For an individual, this might show up when they try more complex tasks that require multiple tool calls in sequence or when they have a research task to accomplish. For an org, this might show up when trying to manage access to assistants / tools / connected sources.
Our goal is to make sure Onyx is the most advanced and mature option out there. I think we've accomplished that, so if there's anything missing I'd love to hear about it.
Alright let's say im tasked with building a fancy AI-powered research assistant and I need onyx or Vercel's ai-chatbot sdk. Why would I reach for onyx?
I have used vercel for several projects and I'm not tied to it, but would like to understand how onyx is comparable.
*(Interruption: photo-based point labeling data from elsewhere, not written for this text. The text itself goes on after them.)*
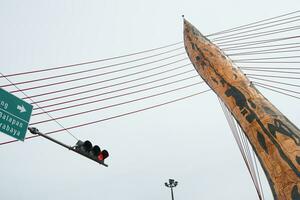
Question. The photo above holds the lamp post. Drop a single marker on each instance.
(172, 183)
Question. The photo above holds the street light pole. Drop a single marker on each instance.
(172, 183)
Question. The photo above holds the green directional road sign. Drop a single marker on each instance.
(14, 115)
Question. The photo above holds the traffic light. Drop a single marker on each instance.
(93, 152)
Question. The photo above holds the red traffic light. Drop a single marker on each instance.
(103, 155)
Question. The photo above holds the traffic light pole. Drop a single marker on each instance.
(35, 131)
(172, 193)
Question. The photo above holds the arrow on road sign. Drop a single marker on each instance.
(21, 108)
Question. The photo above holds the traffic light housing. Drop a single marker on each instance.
(93, 152)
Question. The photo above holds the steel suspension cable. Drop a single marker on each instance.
(258, 47)
(256, 29)
(266, 70)
(274, 90)
(255, 42)
(112, 97)
(112, 85)
(114, 105)
(95, 69)
(272, 86)
(113, 117)
(272, 81)
(113, 91)
(94, 75)
(249, 24)
(91, 62)
(267, 33)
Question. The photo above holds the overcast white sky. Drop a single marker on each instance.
(189, 141)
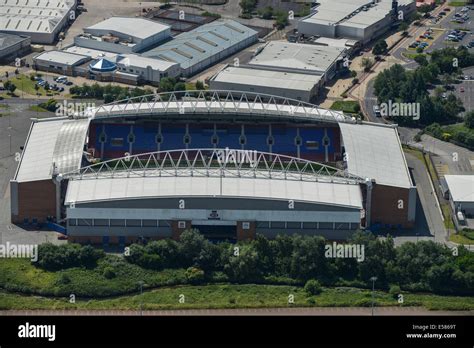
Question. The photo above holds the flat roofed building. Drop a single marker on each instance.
(198, 49)
(13, 46)
(123, 35)
(306, 58)
(461, 193)
(293, 85)
(361, 20)
(59, 61)
(41, 20)
(374, 152)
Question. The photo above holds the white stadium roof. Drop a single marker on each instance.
(375, 152)
(461, 187)
(55, 140)
(95, 190)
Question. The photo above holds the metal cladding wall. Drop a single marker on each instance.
(33, 201)
(157, 218)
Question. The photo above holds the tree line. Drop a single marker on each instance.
(296, 259)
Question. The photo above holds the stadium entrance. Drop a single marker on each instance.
(217, 230)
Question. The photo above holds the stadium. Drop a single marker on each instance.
(229, 164)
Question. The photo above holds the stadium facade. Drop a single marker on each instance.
(230, 166)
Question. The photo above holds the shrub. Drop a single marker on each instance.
(194, 275)
(313, 287)
(109, 273)
(395, 291)
(63, 279)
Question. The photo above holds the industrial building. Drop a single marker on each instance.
(13, 46)
(361, 20)
(162, 170)
(267, 81)
(123, 35)
(59, 62)
(461, 196)
(204, 46)
(41, 20)
(291, 70)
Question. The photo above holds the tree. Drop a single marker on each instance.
(199, 85)
(367, 64)
(469, 119)
(10, 87)
(313, 287)
(380, 47)
(403, 27)
(421, 59)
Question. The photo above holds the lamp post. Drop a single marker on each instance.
(141, 293)
(373, 279)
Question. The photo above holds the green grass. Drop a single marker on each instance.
(237, 296)
(457, 3)
(19, 275)
(347, 106)
(37, 108)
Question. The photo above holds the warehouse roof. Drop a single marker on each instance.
(138, 27)
(7, 40)
(197, 45)
(33, 16)
(350, 13)
(306, 57)
(375, 152)
(53, 140)
(267, 78)
(61, 57)
(143, 62)
(461, 187)
(119, 188)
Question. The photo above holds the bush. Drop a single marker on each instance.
(313, 287)
(195, 275)
(394, 291)
(109, 273)
(63, 279)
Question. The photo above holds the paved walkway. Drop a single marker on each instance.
(324, 311)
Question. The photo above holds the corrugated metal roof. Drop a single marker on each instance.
(267, 78)
(211, 38)
(93, 190)
(375, 152)
(54, 140)
(298, 56)
(33, 16)
(141, 28)
(461, 187)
Benefits for my use cases for using vercel have been ease of installation, streaming support, model agnosticity, chat persistence and blob support. I definitely don't like the vendor lock in, though.
Not wanting to use Vercel is honestly a good enough reason. If you’re a heavy Vercel user you probably aren’t their target market since they’re aiming at enterprise types from what it looks like.
One of our largest users has forked the repo and has 20+ commits back to the repo of small customizations that are important for them (and that they could never get with ChatGPT Enterprise).
Lots of companies we talk to value having the best model for the job (e.g. not being tied to ONLY OpenAI models for example).
Compared to model provider offerings, we also (thanks to open-source contributions) cover many more existing apps when it comes to connectors.